Şu an yazdıklarım tamamen benim varsayımlarım olup gerçekleşip gerçekleşmeyeceğini bilmiyorum. Fakat sizinle paylaşmak istiyorum. Başkanlık sisteminde çalışması ve hareketi son derece kısıtlı ve sembolik bir meclis olacak ve nerede ise başkanın isteği dışında hiç bir yasa ve uygulama yapamayacak ve en önemlisi başkanı denetleyemeyecek. Başkan Kanun Hükmünde Kararnameler ile istediği her şeyi yapabilecek. Bu noktada başkanın kim olduğunun hiç önemi yok. Biz bu konuyu kadın hak ve hürriyetleri açısından ele alalım. Başkan bir gün kadınlar artık çalışmayacak, evde çocuk ve kocasına bakacak, ev işleri dışında hiç bir alana sokulmayacak diyebilir. Yine Başkan kadınlar için belirlediğim bir kıyafet biçimi var deyip onun tanımlamasını yapabilir ve bu sınırlamanın dışına çıkılmayacak diyebilir.

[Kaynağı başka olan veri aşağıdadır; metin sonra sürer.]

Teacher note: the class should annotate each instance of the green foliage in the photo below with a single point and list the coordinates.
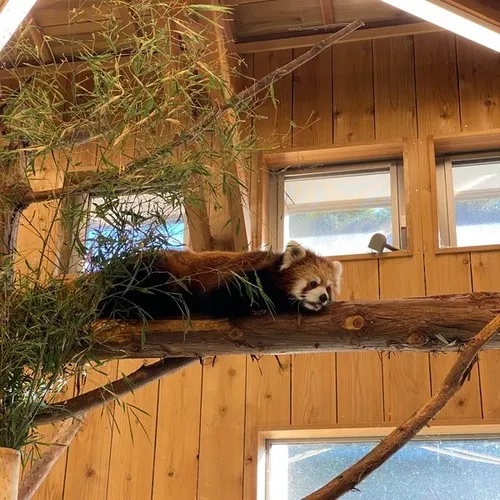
(137, 102)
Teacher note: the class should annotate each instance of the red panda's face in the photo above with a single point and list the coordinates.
(311, 280)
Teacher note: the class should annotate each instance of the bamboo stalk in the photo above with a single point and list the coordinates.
(10, 465)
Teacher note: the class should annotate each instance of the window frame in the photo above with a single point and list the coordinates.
(397, 202)
(70, 261)
(442, 430)
(445, 204)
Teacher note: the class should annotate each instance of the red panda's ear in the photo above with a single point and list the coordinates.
(337, 276)
(293, 252)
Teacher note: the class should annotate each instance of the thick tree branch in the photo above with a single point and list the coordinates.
(443, 323)
(77, 406)
(407, 430)
(41, 468)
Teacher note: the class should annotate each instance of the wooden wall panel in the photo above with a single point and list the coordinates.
(314, 399)
(353, 110)
(176, 460)
(479, 78)
(486, 278)
(89, 454)
(359, 374)
(267, 403)
(133, 441)
(436, 84)
(394, 88)
(222, 428)
(275, 129)
(312, 101)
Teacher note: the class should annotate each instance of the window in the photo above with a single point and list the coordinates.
(444, 468)
(468, 191)
(336, 210)
(116, 225)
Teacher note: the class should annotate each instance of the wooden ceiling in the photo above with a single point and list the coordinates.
(255, 24)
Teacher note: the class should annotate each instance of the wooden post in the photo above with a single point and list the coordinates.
(10, 464)
(442, 323)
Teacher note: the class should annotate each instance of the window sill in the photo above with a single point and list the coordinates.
(478, 248)
(372, 256)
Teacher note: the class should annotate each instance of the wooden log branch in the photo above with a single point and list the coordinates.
(41, 468)
(27, 196)
(442, 323)
(402, 434)
(79, 405)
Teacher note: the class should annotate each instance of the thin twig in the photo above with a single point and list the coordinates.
(77, 406)
(41, 468)
(346, 481)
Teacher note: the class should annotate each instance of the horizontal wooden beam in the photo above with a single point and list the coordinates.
(308, 40)
(367, 151)
(465, 142)
(443, 323)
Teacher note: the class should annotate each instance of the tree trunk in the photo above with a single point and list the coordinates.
(443, 323)
(10, 464)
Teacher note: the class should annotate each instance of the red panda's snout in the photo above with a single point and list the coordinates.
(311, 280)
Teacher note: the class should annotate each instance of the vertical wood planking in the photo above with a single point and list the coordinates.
(222, 428)
(479, 80)
(89, 453)
(359, 374)
(178, 435)
(275, 128)
(313, 375)
(314, 398)
(312, 101)
(406, 374)
(353, 92)
(267, 404)
(486, 278)
(133, 441)
(394, 88)
(436, 83)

Başkanımız mensubu bulunduğu din ve mezhebin uygulamalarını dayatmak isteyebilir ve kız çocuklarına evlilik yaşını aşağıya çekebilir. Yine bugün kadın kanun önünde evlilik, miras, şahitlik gibi durumlarda erkek ile eşit iken başkanın isteği ile bu konumunu anında kaybedebilir. Dini hassasiyetleri yüksek bir başkan ki bu her kim olursa olsun çok eşliliği , şahitlikte iki kadının bir erkeğe denk tutulmasını, mirasta kadının erkek kardeşin göre yarıyarıya hak sahibi olabilmesini, her planda erkeğe biat etmek zorunda kalan bir varlık olarak hayatına devam etmesini sağlayabilir. Belki bunları okuyunca “Hadi Canım Sende” diyeceksiniz. Tepkinize saygı duyarım. Ancak sorum şu “Bunların olmasını kim engelleyecek?” ……..

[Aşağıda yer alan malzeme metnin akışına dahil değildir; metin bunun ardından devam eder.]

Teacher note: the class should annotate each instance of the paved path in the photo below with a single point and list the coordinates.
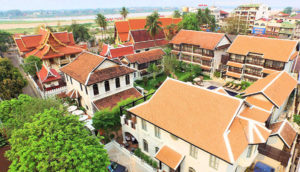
(29, 89)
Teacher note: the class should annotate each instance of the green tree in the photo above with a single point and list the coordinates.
(5, 41)
(55, 141)
(11, 80)
(190, 22)
(32, 64)
(80, 32)
(124, 12)
(288, 10)
(176, 14)
(101, 21)
(153, 25)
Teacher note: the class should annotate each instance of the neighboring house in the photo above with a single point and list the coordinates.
(196, 129)
(49, 82)
(202, 130)
(122, 28)
(141, 61)
(271, 93)
(251, 58)
(55, 49)
(143, 41)
(201, 48)
(116, 52)
(251, 12)
(97, 82)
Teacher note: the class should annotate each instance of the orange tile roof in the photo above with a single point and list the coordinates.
(207, 40)
(169, 157)
(238, 65)
(273, 49)
(187, 109)
(255, 114)
(232, 74)
(81, 67)
(277, 87)
(284, 130)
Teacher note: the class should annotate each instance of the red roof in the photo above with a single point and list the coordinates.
(46, 75)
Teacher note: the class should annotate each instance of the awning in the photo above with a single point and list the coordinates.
(169, 157)
(233, 64)
(232, 74)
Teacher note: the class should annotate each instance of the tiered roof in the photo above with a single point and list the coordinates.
(123, 27)
(47, 45)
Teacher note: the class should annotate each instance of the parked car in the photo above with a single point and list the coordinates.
(115, 167)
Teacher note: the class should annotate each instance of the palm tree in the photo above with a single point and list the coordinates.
(153, 25)
(176, 14)
(101, 21)
(124, 12)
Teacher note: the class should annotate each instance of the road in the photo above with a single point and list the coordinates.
(29, 89)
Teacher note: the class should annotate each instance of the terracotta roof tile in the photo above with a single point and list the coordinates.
(112, 101)
(169, 157)
(273, 49)
(100, 75)
(146, 56)
(80, 68)
(194, 114)
(207, 40)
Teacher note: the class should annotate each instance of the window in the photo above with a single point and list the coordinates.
(86, 91)
(193, 151)
(249, 152)
(145, 144)
(117, 82)
(191, 169)
(156, 149)
(157, 132)
(95, 89)
(127, 79)
(213, 162)
(106, 84)
(144, 125)
(80, 86)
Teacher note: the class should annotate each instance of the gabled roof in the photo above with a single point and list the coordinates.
(48, 75)
(276, 87)
(146, 56)
(189, 109)
(285, 131)
(272, 49)
(206, 40)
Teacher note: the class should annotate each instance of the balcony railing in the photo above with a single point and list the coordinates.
(274, 153)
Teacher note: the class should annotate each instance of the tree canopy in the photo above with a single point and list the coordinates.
(5, 40)
(32, 64)
(44, 137)
(11, 80)
(80, 32)
(124, 12)
(153, 25)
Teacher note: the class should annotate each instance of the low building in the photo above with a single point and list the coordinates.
(203, 130)
(97, 82)
(143, 41)
(251, 58)
(141, 61)
(201, 48)
(54, 49)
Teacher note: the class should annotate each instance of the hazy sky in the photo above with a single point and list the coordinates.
(81, 4)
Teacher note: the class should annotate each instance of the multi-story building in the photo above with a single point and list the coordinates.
(251, 58)
(201, 48)
(97, 82)
(205, 130)
(54, 49)
(141, 61)
(251, 12)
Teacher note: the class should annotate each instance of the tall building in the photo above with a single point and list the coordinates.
(251, 12)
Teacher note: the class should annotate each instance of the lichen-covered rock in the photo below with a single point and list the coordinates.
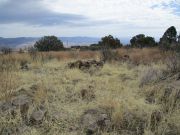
(95, 120)
(38, 116)
(85, 64)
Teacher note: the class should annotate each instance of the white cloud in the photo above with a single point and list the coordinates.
(118, 17)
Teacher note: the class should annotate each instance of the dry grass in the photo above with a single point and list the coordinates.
(115, 87)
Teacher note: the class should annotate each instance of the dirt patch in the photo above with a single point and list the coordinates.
(83, 65)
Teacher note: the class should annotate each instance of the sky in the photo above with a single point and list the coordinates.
(94, 18)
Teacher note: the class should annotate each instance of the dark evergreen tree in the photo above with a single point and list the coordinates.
(169, 38)
(111, 42)
(49, 43)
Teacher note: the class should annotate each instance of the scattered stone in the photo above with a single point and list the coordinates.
(38, 116)
(87, 94)
(156, 118)
(95, 120)
(24, 65)
(22, 102)
(132, 123)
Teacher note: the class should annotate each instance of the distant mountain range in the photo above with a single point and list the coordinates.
(21, 42)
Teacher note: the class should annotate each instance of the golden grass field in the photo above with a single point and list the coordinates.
(123, 88)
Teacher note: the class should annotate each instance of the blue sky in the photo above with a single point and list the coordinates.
(95, 18)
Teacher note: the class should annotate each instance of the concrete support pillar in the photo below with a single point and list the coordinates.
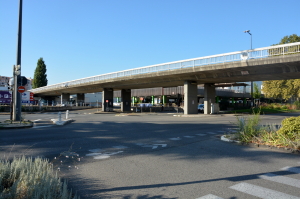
(190, 98)
(209, 97)
(80, 99)
(65, 98)
(107, 99)
(125, 100)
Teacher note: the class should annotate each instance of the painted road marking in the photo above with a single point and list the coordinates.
(95, 150)
(153, 146)
(162, 145)
(189, 136)
(261, 192)
(37, 127)
(174, 139)
(120, 147)
(100, 156)
(281, 179)
(210, 196)
(211, 133)
(291, 169)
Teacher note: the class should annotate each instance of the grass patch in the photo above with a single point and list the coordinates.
(286, 135)
(24, 178)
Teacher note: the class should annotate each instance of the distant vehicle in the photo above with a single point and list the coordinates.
(201, 108)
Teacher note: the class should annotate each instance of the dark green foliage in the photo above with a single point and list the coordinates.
(40, 76)
(256, 91)
(291, 127)
(289, 39)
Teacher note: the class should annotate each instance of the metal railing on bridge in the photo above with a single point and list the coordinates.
(201, 61)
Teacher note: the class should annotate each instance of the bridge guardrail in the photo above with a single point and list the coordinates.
(201, 61)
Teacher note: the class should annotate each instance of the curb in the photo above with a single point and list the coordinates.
(62, 122)
(275, 148)
(17, 127)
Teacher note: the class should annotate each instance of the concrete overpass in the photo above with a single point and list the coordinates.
(269, 63)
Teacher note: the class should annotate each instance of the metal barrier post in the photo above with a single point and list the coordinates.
(59, 116)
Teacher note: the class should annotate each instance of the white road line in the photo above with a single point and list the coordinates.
(291, 169)
(174, 139)
(261, 192)
(210, 196)
(281, 179)
(211, 133)
(189, 136)
(37, 127)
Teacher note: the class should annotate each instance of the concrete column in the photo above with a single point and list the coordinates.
(209, 97)
(80, 99)
(65, 98)
(190, 98)
(107, 99)
(125, 100)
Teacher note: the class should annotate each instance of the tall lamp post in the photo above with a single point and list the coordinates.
(17, 71)
(251, 89)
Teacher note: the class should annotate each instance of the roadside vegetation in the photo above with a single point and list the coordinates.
(24, 178)
(266, 108)
(286, 135)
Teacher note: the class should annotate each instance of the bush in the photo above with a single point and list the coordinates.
(297, 104)
(248, 128)
(28, 178)
(290, 127)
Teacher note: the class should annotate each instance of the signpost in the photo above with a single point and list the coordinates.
(21, 89)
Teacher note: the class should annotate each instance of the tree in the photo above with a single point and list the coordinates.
(40, 76)
(256, 91)
(289, 39)
(283, 89)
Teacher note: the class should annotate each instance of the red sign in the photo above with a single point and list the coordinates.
(31, 97)
(21, 89)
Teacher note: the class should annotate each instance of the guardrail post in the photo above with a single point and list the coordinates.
(67, 114)
(59, 116)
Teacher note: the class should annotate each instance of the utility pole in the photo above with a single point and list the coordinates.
(251, 89)
(17, 71)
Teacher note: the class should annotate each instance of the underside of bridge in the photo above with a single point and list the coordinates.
(271, 68)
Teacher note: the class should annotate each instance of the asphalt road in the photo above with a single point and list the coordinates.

15 yıllık AKP İktidarı sürecinde kadın ve çocukların toplumda yaşadıklarına bir göz atalım mı? Verilere net olarak ulaşılamamak ile birlikte BM istatistiklerine göre sadece 2002 ile 2013 yılları arasında 13 bin’in üzerinde Kadın cinayeti mevcut. Buna son dört yılı eklerseniz rakamın 15 binin üzerinde olduğunu rahatlıkla söyleyebiliriz. Türkiye'de evliliklerin yüzde 42'sini 10 ila 16 yaş aralığındaki çocuklar oluşturuyor. Son 10 yılda şiddet, taciz ve tecavüz suçlarında 14 kat artış ortaya çıktı. Evliliklerin yüzde 36 ila 42'sinde kızlar 10 ila 16 yaş aralığında yani çocuk yaştadır. Kız çocuklarının okuldan, eğitimden ilerleyen yaşlarda da çalışma hayatından kopması kadın yoksulluğuna sebep olan bir tablodur. Kadın çiftçilerin günde 20 liraya tarlada çalışırken, emeklerinin karşılığını alamadıkları da bilinen bir gerçektir. Türkiye'nin toplumsal cinsiyet eşitliğinde 136 ülke arasında 120. sırada bulunuyor. Türkiye kadın istihdamında 200 ülke arasında 190. Sıradadır. Devletin kadına şiddeti önlemede büyük eksiği vardır., 11 ilde sığınma evi yoktur, 29 ilde Bakanlığa bağlı görev yapması gereken toplum merkezi bulunmamaktadır, birçok ilde belediyelerin toplumsal dayanışma merkezi yoktur. Sadece 14 ilde Şiddet önleme ve İzleme Merkezi mevcuttur . Toplam kadın cinayetlerinin yüzde 15'ini polis korumasına rağmen öldürülen kadınlar oluşturmaktadır. Türkiye’de okuma yazma bilmeyen 3 milyon nüfusun 2 milyon 800 bini kadındır. İlköğretim mezunu kadınların ancak yüzde 20’si bir işte çalışabilmektedir ve bu işlerin ise genelde güvenceden yoksun, parça başı işlerdir. Evlenme ya da hamile kalmanın, kadınları işten çıkarmada tehdit olarak kullanıldığı büyük bir toplumsal gerçek olarak karşımıza çıkmaktadır.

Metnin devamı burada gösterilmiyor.